Alika não soube e nem tinha como saber, mas as câmeras de vigilância foram desativadas, assim como os aparelhos de escuta, secretamente instaladas no gabinete de Luen. As vigilâncias oficiais e secretas ficaram às cegas, naquele exato momento.
O que ficou evidente para Alika, foi parar de escutar o tique taque do relógio suíço cuco, do século XVIII e perceber a semi-escuridão, tomar conta do gabinete. Alika sentiu gélidas mãos a percorrer-lhe o corpo inteiro, assim como melodiosos sussurros sedutores, em uma língua estranha para ela. Alika fechou os olhos negros e abriu em uma piscadela, notando que não era Luen na frente dela, os olhos amarelos em chamas, um sorriso ebúrneo, uma pele alva de albina e vestes brancas. A estranha mulher flutuou de forma lenta para perto de Alika, enquanto ela estava paralisada. A mulher afro-albina, exalava os olores de matinais flores frescas, misturado com cheiro de sangue coagulado e carne putrefata. A mulher ergueu um punhal egípcio cruz ansata de ouro, e em um golpe rápido, a lâmina afiada cortou a carótida de Alika, ela sentiu o jorrar sangue quente a percorrer o seu próprio corpo e um grito estridente de horror, que não saiu da mente de Alika.

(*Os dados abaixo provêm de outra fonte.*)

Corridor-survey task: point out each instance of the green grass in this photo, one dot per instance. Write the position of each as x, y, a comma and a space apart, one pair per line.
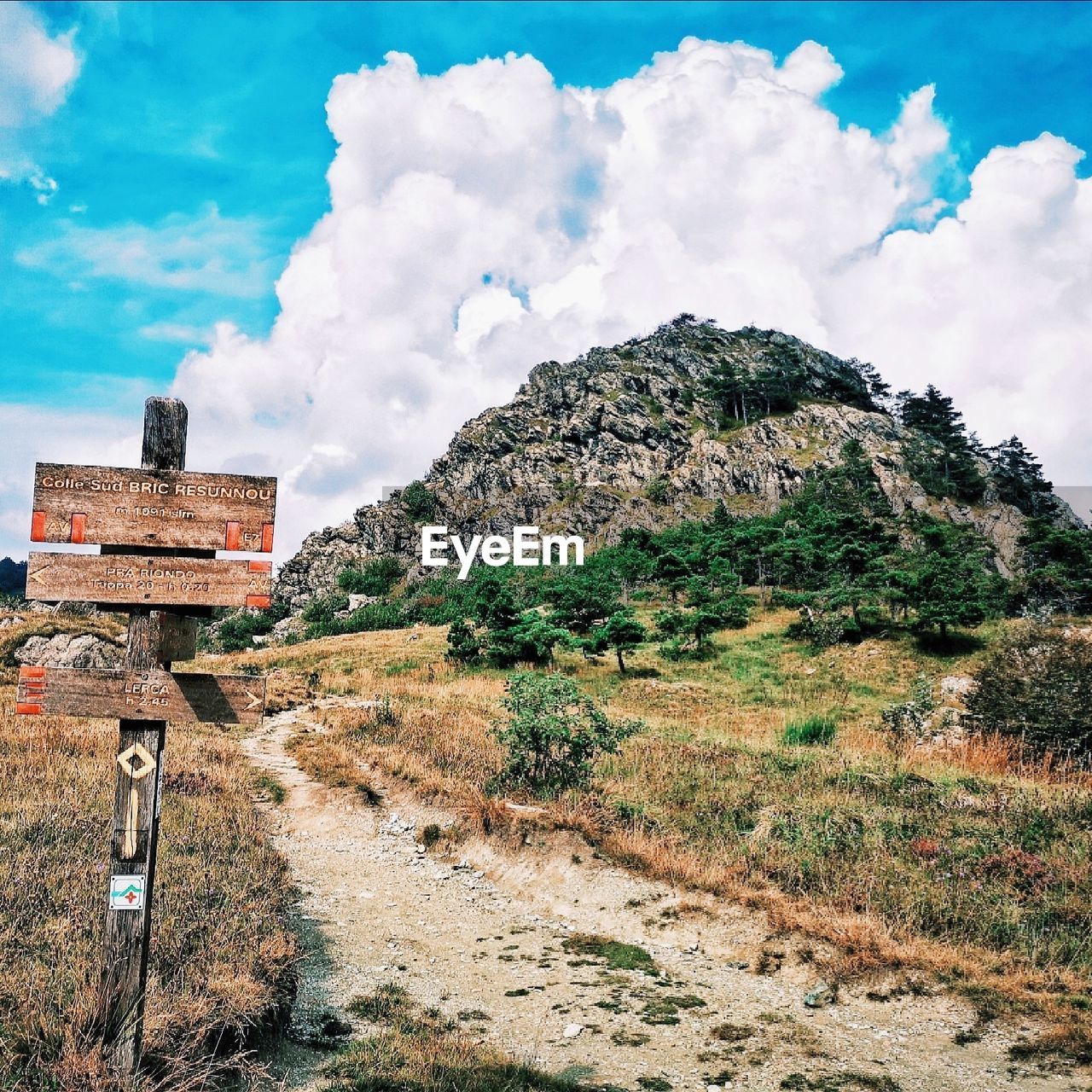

— Alika… Alika…? — Disse Luen, estando os dedos na frente de Alika! Ela ofereceu um cigarro mentolado a descendente de norte-africanos!
Tonta, a então segunda secretária de Luen, a confusa Alika, aceitou a oferta de Luen e, notou uma garrafa de uísque escocês, uma marca artesanal e importada, na mesa e dois copos. Luen, sorrindo, sacou um isqueiro de prata Cartier antigo. Em meio à confusão mental, Alika calculou que eram presentes de autoridades estrangeiras.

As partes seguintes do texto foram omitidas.